But no artist can hope to escape permanently the evil tongue and jealousy of those who envy her the success she has won. Thus it happened that the sudden interest in grand opera manifested by the Crown Prince was made the baseless pretext of a wild rumor of the romantic attachment of the youthful heir for a certain American prima donna singing at the Royal Opera. As I happened to be the only prima donna to conform to the description, I was the unconscious victim of many canards.

The truth of the matter is that the Crown Prince, just out of college, fond of music at all times, was enjoying his first season of opera. That I happened to be the only young prima donna at the opera house may be one reason why he attended every time I sang, and ignored other performances. At any rate, it annoyed the other singers greatly, but it created no end of interest in my performances and in no way disturbed my equanimity. I felt it was all part of the career.

I was young, triumphant, happy in my singing, and making rapid strides toward an international reputation, and at the back of my brain was written, with determination, the ultimate goal: the Metropolitan Opera House at New York. So I pursued my studies with zest and unabated enthusiasm.

Soon afterward I realized from vague storm-clouds and distant mutterings that trouble was brewing. Certain minor officials of the Royal Opera put their heads together with certain singers; rumors that too much attention was paid to the American singer by royalty were printed in one of the papers; whereupon my father (remember he was once a ball-player and is still a great athlete) retaliated by a physical reminder to one editor that such slanders are not circulated with impunity about young American women. The press caught the romance of the situation, and highly colored stories were the result.

The climax of a series of petty annoyances came one night when my mother was denied permission to accompany me behind the scenes, as she had been doing at every performance for almost two years.

In my anger at these sensational reports, and at the sudden discourtesy to my mother at the opera house, I determined to write to the Kaiser a personal letter of explanation. This letter was entrusted to my devoted friend, Herr von Rath, to be delivered by him personally to the Hofmarshal, who would see that it reached the Kaiser.

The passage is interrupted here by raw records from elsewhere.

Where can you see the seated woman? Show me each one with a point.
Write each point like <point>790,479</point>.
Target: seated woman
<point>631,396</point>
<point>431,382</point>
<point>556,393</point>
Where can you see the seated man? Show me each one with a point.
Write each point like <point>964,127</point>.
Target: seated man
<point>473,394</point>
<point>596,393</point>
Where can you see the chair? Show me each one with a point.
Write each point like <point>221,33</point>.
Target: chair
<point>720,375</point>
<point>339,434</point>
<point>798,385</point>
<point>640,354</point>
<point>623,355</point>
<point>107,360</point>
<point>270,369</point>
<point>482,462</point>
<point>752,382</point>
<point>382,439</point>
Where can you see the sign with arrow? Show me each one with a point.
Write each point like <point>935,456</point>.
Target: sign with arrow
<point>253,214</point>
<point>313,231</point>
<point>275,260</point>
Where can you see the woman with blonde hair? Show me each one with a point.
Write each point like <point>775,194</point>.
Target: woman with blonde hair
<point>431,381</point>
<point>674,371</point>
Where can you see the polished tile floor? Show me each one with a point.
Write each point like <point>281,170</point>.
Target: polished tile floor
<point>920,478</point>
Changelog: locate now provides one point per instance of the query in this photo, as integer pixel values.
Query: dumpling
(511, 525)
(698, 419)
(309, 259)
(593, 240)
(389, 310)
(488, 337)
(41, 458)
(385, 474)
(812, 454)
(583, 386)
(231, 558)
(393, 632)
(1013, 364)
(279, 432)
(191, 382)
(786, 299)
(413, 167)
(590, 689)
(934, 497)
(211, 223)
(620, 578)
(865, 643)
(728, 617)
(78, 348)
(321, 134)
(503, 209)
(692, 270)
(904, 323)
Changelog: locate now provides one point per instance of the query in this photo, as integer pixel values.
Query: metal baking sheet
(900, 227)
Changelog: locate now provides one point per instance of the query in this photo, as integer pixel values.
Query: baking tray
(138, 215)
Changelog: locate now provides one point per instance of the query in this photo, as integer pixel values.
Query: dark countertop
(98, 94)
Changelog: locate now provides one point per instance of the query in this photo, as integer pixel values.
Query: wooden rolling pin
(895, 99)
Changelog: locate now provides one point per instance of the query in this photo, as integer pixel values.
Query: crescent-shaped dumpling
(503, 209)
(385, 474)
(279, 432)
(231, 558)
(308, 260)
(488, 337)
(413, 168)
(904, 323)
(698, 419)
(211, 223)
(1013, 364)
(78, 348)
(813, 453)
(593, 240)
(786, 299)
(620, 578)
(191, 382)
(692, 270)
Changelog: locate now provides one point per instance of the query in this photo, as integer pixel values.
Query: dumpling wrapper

Those well-wishers who had been freely predicting that I would soon be requested to resign and "go over the border" because of the rumors regarding the Crown Prince (one newspaper even asserted that he wished to relinquish his right to the succession to the throne in order to marry the American singer!) were soon thrown into consternation when one of the royal carriages stopped in front of my door, to bring official notification from the Kaiser that he had ordered restored to my mother the privilege of accompanying me at any time behind the scenes at the Royal Opera.

The envious tongues stopped wagging. Official Berlin society took its cue. It was understood that I was not to leave Germany.

I determined that since Berlin had been the city first to take me to its heart, Berlin should be my parent house. From there I might try to reach out for other worlds to conquer, but Berlin should be my base for an international career. And so firmly did I adhere to this decision that, when my first contract with the Royal Opera expired, I renewed it again and again, with special permission from His Majesty for my European and subsequent American arrangements.